We’ve heard a lot of instruction here this morning in the conference regarding family history and families, the reason for linkage, and the responsibility that we have to do temple work for tens of thousands of people who could be a part of our own families waiting on the other side to receive the ordinances that must be done on this side of the veil so that they can carry on with what needs to be done on the other side. This we all understand so well.
So I would say to all of you here this morning, I hope you could develop a strong feeling in your own families—and with you personally—about not wanting to become a weak link in the chain of your family and of your ancestors. I encourage you also to be a strong link for your posterity. Do not be the weak link. Wouldn’t that be a terrible thing to do? To think of that long chain and of all that work that needs to be done in the saving of souls and of the precious work that needs to be done, wouldn’t it be sad if you were the one who was the weak link that caused your descendants not to be able to be part of that strong linkage.
When the Saints were preparing to leave Nauvoo, and with the Nauvoo Temple unfinished, it was possible for them to endow only a few people. President Brigham Young, as President of the Quorum of the Twelve, was the senior Apostle at that time. He wrote in his journal about the anxiety that the people felt when they were trying to get their wagons equipped to start the trek west into that new area they knew nothing of. They were following their leaders, getting ready the few possessions they could take with them on the wagons.

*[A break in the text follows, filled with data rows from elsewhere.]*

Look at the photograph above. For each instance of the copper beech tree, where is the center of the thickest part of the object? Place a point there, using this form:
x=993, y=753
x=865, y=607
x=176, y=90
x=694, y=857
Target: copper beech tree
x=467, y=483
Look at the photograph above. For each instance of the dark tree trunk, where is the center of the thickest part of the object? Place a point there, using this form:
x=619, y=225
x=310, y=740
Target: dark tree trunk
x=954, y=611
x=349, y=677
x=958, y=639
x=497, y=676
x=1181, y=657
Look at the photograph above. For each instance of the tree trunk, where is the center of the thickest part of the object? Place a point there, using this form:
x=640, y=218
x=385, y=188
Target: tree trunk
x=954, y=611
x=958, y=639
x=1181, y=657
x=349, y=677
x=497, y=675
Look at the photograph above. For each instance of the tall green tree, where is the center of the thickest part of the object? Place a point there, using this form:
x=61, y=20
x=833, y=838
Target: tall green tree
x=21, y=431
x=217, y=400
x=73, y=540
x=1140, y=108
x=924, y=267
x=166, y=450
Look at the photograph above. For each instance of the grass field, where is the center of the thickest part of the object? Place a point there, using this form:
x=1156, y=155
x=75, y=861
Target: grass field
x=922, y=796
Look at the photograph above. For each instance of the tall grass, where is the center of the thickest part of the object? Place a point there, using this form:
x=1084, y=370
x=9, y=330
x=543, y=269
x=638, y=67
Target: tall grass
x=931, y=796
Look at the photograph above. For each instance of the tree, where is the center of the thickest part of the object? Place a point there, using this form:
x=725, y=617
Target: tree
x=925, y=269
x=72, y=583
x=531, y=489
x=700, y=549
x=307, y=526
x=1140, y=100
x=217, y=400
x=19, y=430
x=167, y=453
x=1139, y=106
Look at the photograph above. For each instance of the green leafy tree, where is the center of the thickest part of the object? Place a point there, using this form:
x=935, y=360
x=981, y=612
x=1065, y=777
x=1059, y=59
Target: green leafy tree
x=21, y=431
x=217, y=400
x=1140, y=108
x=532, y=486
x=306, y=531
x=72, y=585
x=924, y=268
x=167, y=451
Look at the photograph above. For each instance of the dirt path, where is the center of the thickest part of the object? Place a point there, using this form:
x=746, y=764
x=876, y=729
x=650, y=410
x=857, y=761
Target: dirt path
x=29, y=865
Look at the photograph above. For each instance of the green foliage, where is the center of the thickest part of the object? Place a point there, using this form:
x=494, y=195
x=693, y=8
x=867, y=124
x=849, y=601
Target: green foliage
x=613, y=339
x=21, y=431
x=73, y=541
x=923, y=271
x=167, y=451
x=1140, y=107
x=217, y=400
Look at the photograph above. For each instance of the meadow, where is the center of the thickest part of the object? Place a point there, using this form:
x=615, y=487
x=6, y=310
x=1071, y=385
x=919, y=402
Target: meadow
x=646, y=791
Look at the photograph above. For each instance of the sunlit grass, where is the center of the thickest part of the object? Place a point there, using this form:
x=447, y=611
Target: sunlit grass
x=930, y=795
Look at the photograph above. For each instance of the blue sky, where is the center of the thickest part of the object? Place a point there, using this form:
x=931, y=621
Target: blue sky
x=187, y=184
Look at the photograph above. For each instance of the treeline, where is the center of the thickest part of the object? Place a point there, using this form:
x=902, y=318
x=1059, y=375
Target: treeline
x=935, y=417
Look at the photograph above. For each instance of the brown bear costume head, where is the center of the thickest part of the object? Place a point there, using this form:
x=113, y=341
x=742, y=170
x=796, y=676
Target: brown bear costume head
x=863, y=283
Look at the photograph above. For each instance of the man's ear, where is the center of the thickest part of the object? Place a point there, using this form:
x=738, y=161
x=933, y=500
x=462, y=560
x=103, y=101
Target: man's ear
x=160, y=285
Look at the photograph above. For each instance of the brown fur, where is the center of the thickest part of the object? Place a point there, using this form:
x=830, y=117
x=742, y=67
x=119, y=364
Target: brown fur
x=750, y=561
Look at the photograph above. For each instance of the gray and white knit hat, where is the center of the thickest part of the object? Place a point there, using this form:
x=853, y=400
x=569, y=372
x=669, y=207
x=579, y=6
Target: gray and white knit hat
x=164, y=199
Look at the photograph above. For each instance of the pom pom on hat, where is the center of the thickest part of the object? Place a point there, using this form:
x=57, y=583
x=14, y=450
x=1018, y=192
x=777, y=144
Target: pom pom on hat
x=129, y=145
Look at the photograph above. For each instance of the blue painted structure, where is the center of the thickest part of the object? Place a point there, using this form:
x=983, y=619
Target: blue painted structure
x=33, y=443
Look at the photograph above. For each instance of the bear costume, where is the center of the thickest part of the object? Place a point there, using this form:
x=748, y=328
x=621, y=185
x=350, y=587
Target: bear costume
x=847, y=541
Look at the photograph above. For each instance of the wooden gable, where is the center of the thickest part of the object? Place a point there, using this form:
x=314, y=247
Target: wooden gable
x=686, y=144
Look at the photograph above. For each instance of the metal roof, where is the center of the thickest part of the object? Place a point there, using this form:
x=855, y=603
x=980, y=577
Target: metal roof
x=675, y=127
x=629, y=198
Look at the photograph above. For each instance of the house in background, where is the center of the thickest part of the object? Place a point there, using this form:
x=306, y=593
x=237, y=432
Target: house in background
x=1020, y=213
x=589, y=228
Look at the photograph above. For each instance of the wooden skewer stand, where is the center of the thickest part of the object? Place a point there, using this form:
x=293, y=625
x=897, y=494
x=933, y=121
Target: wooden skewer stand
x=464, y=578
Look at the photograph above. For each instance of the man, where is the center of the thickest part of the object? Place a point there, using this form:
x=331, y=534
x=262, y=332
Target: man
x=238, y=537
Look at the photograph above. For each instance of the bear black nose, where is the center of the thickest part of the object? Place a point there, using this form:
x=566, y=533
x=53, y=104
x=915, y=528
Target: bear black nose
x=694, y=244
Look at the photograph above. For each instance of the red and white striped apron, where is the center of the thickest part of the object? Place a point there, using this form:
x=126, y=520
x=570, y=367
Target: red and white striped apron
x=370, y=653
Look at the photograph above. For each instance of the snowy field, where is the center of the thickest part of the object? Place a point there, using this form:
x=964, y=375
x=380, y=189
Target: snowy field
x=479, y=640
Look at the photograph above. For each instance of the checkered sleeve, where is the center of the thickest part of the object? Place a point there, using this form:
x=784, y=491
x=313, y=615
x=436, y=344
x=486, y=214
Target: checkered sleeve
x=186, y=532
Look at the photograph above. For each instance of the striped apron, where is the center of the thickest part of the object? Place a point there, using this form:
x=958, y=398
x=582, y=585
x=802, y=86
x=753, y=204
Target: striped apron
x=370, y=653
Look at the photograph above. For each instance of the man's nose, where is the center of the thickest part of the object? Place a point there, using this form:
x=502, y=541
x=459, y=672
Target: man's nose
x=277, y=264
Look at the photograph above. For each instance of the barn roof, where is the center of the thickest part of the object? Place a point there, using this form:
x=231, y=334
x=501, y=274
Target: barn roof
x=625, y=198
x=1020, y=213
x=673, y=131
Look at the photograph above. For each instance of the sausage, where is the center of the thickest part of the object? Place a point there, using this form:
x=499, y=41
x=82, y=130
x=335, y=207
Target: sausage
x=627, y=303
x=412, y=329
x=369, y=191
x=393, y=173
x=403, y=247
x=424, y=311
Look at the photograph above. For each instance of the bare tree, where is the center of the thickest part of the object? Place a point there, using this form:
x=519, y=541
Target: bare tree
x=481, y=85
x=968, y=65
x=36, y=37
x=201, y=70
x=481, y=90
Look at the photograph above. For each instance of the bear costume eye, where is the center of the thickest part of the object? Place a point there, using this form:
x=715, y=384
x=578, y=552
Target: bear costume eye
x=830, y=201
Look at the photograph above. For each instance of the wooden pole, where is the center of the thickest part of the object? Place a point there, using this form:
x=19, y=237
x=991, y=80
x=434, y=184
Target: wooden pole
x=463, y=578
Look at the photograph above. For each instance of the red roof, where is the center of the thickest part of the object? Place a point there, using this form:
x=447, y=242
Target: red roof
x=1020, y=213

Amidst all these preparations, there was an opportunity for some of them to be endowed, and the people were anxious to be endowed. Brigham Young stopped doing all of the regular, routine work he was doing. He put that to one side so that he could stay in the temple and conduct the endowment work that was so necessary. In commenting about the experience, he said he was anxious to do what the Saints were anxious to have done. That word, anxiety, is interesting as it appears in his account. He writes of the anxiety that they had, hoping that the important endowment work could be accomplished before the people left on the trek west.
I leave you my love and my witness and the knowledge that I have that this work is true. I know that God lives. I know that He loves us. He loves us just as we love our children and our posterity. We now have 65 great-grandchildren, and of course we’ll have more on their way. We love them all, and we hope that the chains and the links in our family will be strong, and that our children will be blessed. We’re proud of all of them and pray that they will grow up with the strong knowledge and the feeling that I have regarding God, that He lives, that He’s our Father, and that all of this work is under His direction and that of His Son, who is our Savior, Jesus the Christ. This is the Church of Jesus Christ restored to the earth in these latter days. I know it is true.
I know that we have a living prophet upon the earth today, and you can see the marvelous things that are happening in the Church now with 100 operating temples. Some of you here will live to see the day when there are 200 operating temples and then 300 operating temples, and whatever the number might eventually become. Well, we’re living at this time and this day and age when marvelous things are happening. When we talk about a living prophet who receives revelations from on high in directing this work, I testify to you that those of us who work and associate with him can testify to you that he is God’s prophet here upon the earth, leading us in doing what is right and what is proper.
May your links be strong. May you personally find the great joy and the happiness that can be ours through living the principles of the gospel. I leave you my love and this witness that the Church is true, in the name of Jesus Christ, amen.